I think I spot a snag in Karl Rove’s “Permanent Republican Majority”
I think Sam Rosenfeld is asking the wrong question here on the paragraphs he keyed in on from this Time article. Think about this for a minute:
However improbable the odds at this point or modest his short-term goals, aides say, Bush still subscribes to Rove’s long-held dream that his will be the transformational presidency that lays the groundwork for a Republican majority that can endure, as Franklin Roosevelt’s New Deal coalition did, for a half-century or more. Once he gets past the midterm elections, Bush plans to introduce a concept that, if anything, is even more ambitious than his failed Social Security plan: a grand overhaul that would include not only that program but Medicare and Medicaid as well. Says strategist McKinnon: “He knows that part of what he brings to the presidency is an ability and commitment to chart a long course under public pressure.” The question that will be answered in the coming year is whether America still believes in George Bush enough to follow.
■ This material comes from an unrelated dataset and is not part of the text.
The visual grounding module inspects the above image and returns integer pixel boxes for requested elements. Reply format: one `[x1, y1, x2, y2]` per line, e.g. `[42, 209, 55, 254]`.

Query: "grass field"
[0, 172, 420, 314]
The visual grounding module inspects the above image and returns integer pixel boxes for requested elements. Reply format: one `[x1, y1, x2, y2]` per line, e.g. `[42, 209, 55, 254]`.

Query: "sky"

Granted, Franklin Roosevelt’s 1932 campaign was a bit lukewarm in showering his vision, a vision that I guess you would have to say is what created this coalition that endured, as this article puts it, for “half-century or more.” But four years into it, his 1936 campaign was pretty up front on what Franklin Roosevelt was doing and where he was taking the country.
Now take a look at Bush. When is he going to “introduce a concept that, if anything, is even more ambitious than his failed Social Security plan”? Why… “once he gets past the midterm elections”!! In the aftermath of the 2004 elections, Bush’s supporters (at the National Review and in the Wall Street Journal editorial pages, and I guess on right wing radio) proclaimed that Bush’s mandate was greater than — say — Ronald Reagan’s because, while Reagan won in a landslide, Bush won with boldness and clarity of vision. None of which worked out well this year because, quite frankly, nobody could really figure out what bold and clear domestic program that Bush supposedly had in the 2004 elections was, and so on a handful of key policies (though, unfortunately, not on bankruptcy reform), the Democrats laughed it off, Bush got himself entangled in paying back the supposed key constituency of his breath-taking 3% victory in the Terri Schivo affair, the Democratic Party realized that if they can’t defend the legacy of FDR with Social Security they have nothing, and Bush’s vision of inept government finally was exposed with Hurricane Katrina.
Why do you suppose Bush would have to unveil his ambitious strategy for reshaping America after and not during the 2006 midterm elections (elections, in theory, being where you put up your idea for America and the other party puts up their idea for America, and may the most popular idea for America win), and why do I figure that the answer to that question sort of scuttles the image of a “Republican majority that can endure, as Franklin Roosevelt’s New Deal coalition did, for a half-century or more”? (By the way… aren’t we in the midst of a Republican majority that takes us back to Nixon, or if not Nixon than Reagan?)